The Transmission Protection Instrument (TPI) is a backstop facility of the European Central Bank approved by its Governing Council on 21 July 2022, the same day the ECB began raising interest rates after years of negative policy rates. Its stated purpose is to ensure that the ECB's monetary policy stance is transmitted smoothly across all euro-area countries, by counteracting "unwarranted, disorderly market dynamics" — typically meaning sharp, self-fulfilling widening of sovereign bond spreads not justified by a country's fundamentals.
Under the TPI, the Eurosystem can purchase, on secondary markets, public-sector securities (with residual maturities between roughly one and ten years) issued by jurisdictions experiencing such disorderly dynamics.
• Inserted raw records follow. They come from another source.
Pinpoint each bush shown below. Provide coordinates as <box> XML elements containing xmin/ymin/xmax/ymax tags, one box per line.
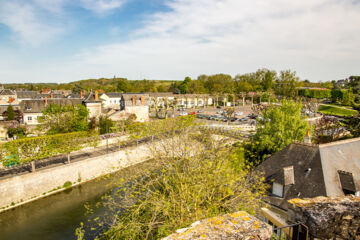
<box><xmin>77</xmin><ymin>119</ymin><xmax>266</xmax><ymax>239</ymax></box>
<box><xmin>0</xmin><ymin>132</ymin><xmax>99</xmax><ymax>166</ymax></box>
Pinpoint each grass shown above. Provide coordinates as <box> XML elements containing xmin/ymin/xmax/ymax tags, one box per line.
<box><xmin>319</xmin><ymin>105</ymin><xmax>358</xmax><ymax>117</ymax></box>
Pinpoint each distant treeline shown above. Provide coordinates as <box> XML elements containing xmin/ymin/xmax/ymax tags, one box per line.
<box><xmin>4</xmin><ymin>69</ymin><xmax>360</xmax><ymax>97</ymax></box>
Private-sector securities may also be considered if appropriate. Purchases are not restricted ex ante in size, distinguishing the TPI from earlier programmes such as the Securities Markets Programme (2010) and giving it some resemblance to the never-activated Outright Monetary Transactions (OMT) framework announced by Mario Draghi in 2012.
Activation is conditional. The Governing Council assesses four cumulative criteria: (1) compliance with EU fiscal framework rules, including no excessive deficit procedure without corrective action; (2) absence of severe macroeconomic imbalances; (3) fiscal sustainability, drawing on analyses by the European Commission, ESM, IMF, and ECB staff; and (4) sound and sustainable macroeconomic policies, including respect for commitments under EU Recovery and Resilience Facility plans.
The TPI is designed to be sterilised, so that net purchases do not durably affect overall Eurosystem liquidity or the monetary policy stance. As of the most recent public ECB communications, the instrument has not been activated; its mere existence is intended to deter speculative spread widening. Critics, including some Bundesbank-aligned commentators, have raised concerns about fiscal-monetary boundary issues, while supporters view it as essential plumbing for a currency union lacking a common safe asset.
Example
In July 2022, the ECB Governing Council announced the TPI alongside its first rate hike in over a decade, partly in response to widening Italian-German bond spreads following the collapse of Mario Draghi's government.
Frequently asked questions
OMT, announced in 2012, requires the beneficiary country to be in an ESM macroeconomic adjustment programme. The TPI does not require a formal ESM programme but imposes its own four eligibility criteria assessed by the Governing Council.